Now, Hamilton’s outlook is, essentially, a conversation-starter rather than a complete system. Whether a biomass field should be valued over, say, a 15-year or 100-year period, should be debated. Tonnage per acre, whether than is 2 or 15, should be agreed and understood.
Crucially, a cost would need to be established that parallels the technology cost associated with production & exploration. For the purpose of establishing a reserve, for example, should all the costs of growing, extracting and refining fuel molecules be included? Likely, not – after all, the total cost of refining fuels is not applied to oil & gas reserves.
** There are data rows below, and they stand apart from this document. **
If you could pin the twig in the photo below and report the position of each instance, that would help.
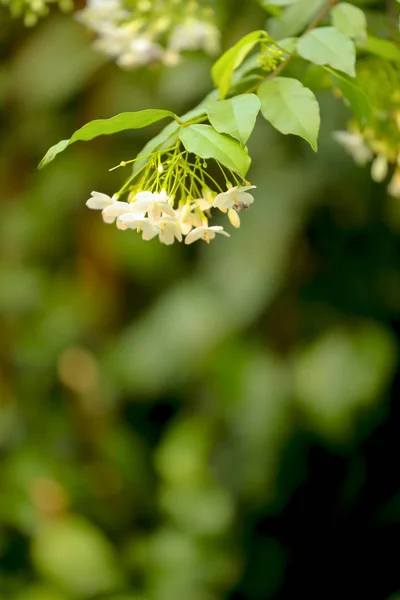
(314, 23)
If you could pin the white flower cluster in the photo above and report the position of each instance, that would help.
(153, 214)
(354, 143)
(150, 32)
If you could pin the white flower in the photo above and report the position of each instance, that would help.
(141, 224)
(379, 168)
(153, 204)
(205, 233)
(394, 185)
(99, 201)
(234, 217)
(142, 51)
(234, 197)
(169, 230)
(206, 202)
(354, 144)
(115, 210)
(193, 35)
(187, 218)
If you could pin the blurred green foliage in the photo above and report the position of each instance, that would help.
(152, 396)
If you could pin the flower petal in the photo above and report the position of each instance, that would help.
(99, 201)
(194, 235)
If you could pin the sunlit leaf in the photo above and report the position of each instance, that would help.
(205, 142)
(350, 20)
(290, 108)
(383, 48)
(222, 70)
(328, 46)
(121, 122)
(236, 116)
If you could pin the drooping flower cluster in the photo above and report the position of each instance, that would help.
(173, 202)
(146, 32)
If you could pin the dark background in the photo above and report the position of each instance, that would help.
(190, 422)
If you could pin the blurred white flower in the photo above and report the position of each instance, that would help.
(234, 218)
(205, 233)
(195, 35)
(141, 224)
(354, 144)
(188, 218)
(169, 230)
(99, 201)
(235, 197)
(394, 185)
(142, 51)
(379, 168)
(154, 204)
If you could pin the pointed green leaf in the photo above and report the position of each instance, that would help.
(350, 20)
(383, 48)
(236, 116)
(354, 94)
(205, 142)
(121, 122)
(290, 108)
(170, 134)
(222, 69)
(328, 46)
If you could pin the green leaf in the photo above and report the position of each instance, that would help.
(290, 108)
(236, 116)
(121, 122)
(204, 141)
(170, 134)
(77, 557)
(356, 97)
(222, 70)
(288, 44)
(295, 18)
(382, 48)
(350, 20)
(328, 46)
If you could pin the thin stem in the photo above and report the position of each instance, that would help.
(314, 23)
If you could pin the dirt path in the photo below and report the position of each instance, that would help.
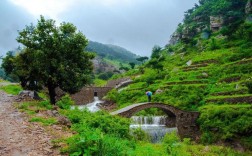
(19, 137)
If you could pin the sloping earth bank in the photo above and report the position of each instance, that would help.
(18, 137)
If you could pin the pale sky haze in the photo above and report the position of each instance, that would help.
(136, 25)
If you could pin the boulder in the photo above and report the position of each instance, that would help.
(216, 22)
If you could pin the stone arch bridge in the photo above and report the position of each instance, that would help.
(185, 121)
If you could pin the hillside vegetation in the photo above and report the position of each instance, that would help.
(112, 52)
(206, 67)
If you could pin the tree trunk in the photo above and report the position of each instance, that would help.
(52, 93)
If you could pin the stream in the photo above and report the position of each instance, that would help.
(152, 125)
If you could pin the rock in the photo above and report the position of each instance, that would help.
(64, 121)
(216, 22)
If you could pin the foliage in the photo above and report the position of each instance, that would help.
(105, 75)
(140, 135)
(156, 51)
(132, 65)
(53, 56)
(142, 59)
(225, 122)
(44, 121)
(65, 102)
(98, 134)
(111, 52)
(11, 89)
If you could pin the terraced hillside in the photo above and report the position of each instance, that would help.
(219, 87)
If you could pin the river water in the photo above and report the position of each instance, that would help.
(154, 126)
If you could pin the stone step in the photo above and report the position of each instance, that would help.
(187, 82)
(231, 99)
(233, 92)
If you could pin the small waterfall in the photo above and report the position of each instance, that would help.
(93, 106)
(152, 125)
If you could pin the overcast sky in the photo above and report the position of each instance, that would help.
(136, 25)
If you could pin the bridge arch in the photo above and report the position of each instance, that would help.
(185, 120)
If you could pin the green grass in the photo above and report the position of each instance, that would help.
(44, 121)
(11, 89)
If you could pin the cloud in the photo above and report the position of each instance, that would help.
(50, 8)
(136, 25)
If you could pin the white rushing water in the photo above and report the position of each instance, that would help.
(152, 125)
(93, 106)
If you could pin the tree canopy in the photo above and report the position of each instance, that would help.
(53, 56)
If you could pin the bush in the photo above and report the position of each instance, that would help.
(65, 102)
(11, 89)
(249, 86)
(44, 121)
(225, 122)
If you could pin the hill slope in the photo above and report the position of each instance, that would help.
(206, 67)
(112, 52)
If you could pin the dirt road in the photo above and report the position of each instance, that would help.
(18, 137)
But what cost should be applied to “prove the reserve”? The cost of leasing land, or above that the cost of growing the biomass, or above that some limited refining cost to turn it into, at least, a barrel of crude oil equivalent?
Here at the Digest, the latter case strikes us as the most comparable – something like the lowest cost of growing, and then converting carbs into a biocrude.
Moving from conversation-starter to system
For sure, the devil is in the details. But the focus for today, is on a startling idea that deserves a wider conversation.
As Hamilton himself says, the world of carb-derived fuels features no to low carbon, low discovery risk, declining E&P costs per barrel, and fields that don’t peak and decline.
Why shouldn’t such a system have a parallel to the hydrocarb-derived fuel – one that fits the current accounting system and business model?
If biofuels, in short, are expected to live without agriculture’s USDA shelter, shouldn’t it have the SEC’s oil & gas shelter?